If there were machines bearing the image of our bodies, and capable of imitating our actions as far as it is practically possible, there would still remain two most certain tests whereby to know that they were not therefore really men.

Renè Descartes 1596–1650

Experienced intensivists, cardiologists and perfusionists come together at the bedside of a 75-year-old patient on extracorporeal life support (veno-arterial ECMO). This patient has had ‘successful’ resuscitation after myocardial infarction and now has a beating heart and cannulae in situ. There are moderate signs of brain hypoxemia, increasing bilirubin, compromised renal function, and sustained pressor dependence over the past week. The patient remains too unstable to wean from ECMO. We are at a loss with therapy and also perspective. Is the goal quantity of life or quality of life? Have we interrupted the biological process of dying with extracorporeal machines (according to Renè Descartes)?

The increasing advocation and use of extracorporeal life support (veno-venous ECMO for severe lung failure, veno-arterial ECMO for cardiac arrest) has led to a new level of technology to maintain biological function and living. We know many patients surviving life-threatening trauma, hypoxemic ARDS or cardiac arrest finally finding their way back into a social living: we are happy to see them when they bring cakes and chocolate to the ICU. On the other hand, we stand at the bedside of our 75-year-old patient with multiple organ dysfunction. Most experts and faithful doctors know that this is a situation very unlikely to result in recovery but ending up in protracted illness with persistent restriction in daily living, and may be death soon after the patients leave the protective care of the intensive unit or health care system. The wishes and values of the patient in such an ethical-burden critical situation (“Do I want to have stopped the dying process by extracorporeal technique if recovery to ‘normal’ life is unlikely?”) are not explorable. The family believes in a wonder, or they are over-optimistic, maybe triggered by us (?), by the newspapers or by the internet. Some nurses feel that stopping the ECMO might be a kind of ‘assisted dying’. The question may come up “why is it that it is so hard to die now?” Is it that we have to exhaust all technologies before this is OK? The cost may be enormous suffering and a very traumatic death for the patient and the family.
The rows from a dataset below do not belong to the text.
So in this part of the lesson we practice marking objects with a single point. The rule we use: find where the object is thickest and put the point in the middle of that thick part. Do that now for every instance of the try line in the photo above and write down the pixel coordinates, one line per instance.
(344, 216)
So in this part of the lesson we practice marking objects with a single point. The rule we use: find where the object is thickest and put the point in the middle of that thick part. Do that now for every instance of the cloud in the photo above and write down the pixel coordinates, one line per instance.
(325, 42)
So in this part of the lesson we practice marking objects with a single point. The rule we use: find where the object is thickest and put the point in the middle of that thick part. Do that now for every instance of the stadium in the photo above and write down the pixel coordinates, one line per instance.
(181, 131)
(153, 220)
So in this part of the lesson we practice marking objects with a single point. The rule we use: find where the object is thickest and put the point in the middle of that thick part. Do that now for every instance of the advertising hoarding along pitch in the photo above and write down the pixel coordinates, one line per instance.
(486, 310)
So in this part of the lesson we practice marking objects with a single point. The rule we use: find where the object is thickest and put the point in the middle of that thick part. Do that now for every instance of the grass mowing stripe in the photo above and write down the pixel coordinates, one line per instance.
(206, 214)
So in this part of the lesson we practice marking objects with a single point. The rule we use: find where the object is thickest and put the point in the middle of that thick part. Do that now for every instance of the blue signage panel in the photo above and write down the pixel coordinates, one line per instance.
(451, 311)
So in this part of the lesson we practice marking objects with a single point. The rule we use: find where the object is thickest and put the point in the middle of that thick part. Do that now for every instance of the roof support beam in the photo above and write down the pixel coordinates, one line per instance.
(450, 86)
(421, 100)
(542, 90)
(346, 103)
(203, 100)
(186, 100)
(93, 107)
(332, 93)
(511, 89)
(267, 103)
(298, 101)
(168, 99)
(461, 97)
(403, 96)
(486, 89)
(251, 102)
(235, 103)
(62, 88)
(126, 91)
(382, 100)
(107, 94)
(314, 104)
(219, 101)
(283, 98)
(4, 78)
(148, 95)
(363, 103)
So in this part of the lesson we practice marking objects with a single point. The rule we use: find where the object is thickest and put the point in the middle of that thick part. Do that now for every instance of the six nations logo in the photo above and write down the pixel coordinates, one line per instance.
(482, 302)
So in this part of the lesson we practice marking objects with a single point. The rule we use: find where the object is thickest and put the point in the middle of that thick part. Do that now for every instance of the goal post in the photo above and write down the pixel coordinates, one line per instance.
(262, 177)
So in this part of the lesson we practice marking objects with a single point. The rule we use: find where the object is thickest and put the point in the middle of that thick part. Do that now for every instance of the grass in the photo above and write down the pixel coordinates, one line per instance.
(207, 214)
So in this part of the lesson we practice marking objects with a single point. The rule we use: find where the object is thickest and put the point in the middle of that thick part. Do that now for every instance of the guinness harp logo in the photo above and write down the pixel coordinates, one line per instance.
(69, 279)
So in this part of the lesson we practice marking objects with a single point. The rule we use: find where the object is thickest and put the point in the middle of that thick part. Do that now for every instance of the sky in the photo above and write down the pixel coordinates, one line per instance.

Nevertheless, ECMO techniques are applied as bridges to recovery often under critical circumstances requiring a rapid decision. Naturally, most decisions will be made in direction of life, and who is able to withhold such a new ‘attractive’ technology without ethical pain? But, later on, only the patient’s progression on the ICU will discover whether or not the indication for ECMO was adequate.

Nowadays, the complete arrest of the heart or the lung must no longer be death, since an artificial circulation can transport oxygen to the body. The identification of the margins of human viability has left a precisely defined terrain, and modern medicine anthropology is about to leave the Kantian view of an autonomous self-reflecting individual in favour of a primary maxime: survival—whatever the cost. We feel the latter is not correct.

In recent years, some helpful and accurate scores have been presented to assess the probability of survival with extracorporeal life support, using multivariate analysis of comorbidity, the history of lung or cardiac failure, and additional organ dysfunction, all fantastic for the scientist or epidemiologist! But did we as clinicians learn how we could use these scores and knowledge to support our round at the 75-year-old ECMO patient? The answer is: no! Medical and ethical considerations pondering viability against a responsible, reasonable and prospectively beneficial clinical decision are behind the dramatic development of the technical advances of extracorporeal cardiopulmonary organ assist, as well as the clinical use of these techniques.

Our round of experienced experts at the bed of the ECMO patient may be at a loss: is it life, death or a situation in-between? Is ECMO a bridge to recovery, a guarantee of a status quo, or just prohibiting dying? These situations will never be ‘pressed’ in guidelines or algorithms; however, our view needs to be directed in these reflections, and we need to develop strategies that address these questions.

For our 75-year-old patient, the round must now decide: is the continuation of ECMO reconcilable with the dignity of man or a unique personality, an older gentleman who has spent a unique life with his dreams and his disappointments? The round may reflect all aspects of medicine facts and perspectives, but they need to come to a medical decision, and even the decision to change nothing is a decision. In modern medicine, to do something or to abstain from doing something should be based on a normative moral basis, but philosophy can communicate with us only in the abstract. At the end of the day, we are left alone with our own ‘common moral’. However, there should be a method of finding a solution for the individual patient and for his dignity in a sensible and faithful way if we understand that the medical perspective is not the only one that needs to come to a decision. In fact, an integrative approach involving, e.g., the people who are caring for the patient at the bedside, the relatives as well as friends who are closely related to the patient and may at best know what would be the patient’s decision, plus the medical perspective combined with a clearer understanding of risk stratification and longer-term outcomes in these patients, may shed some light at the end of the tunnel.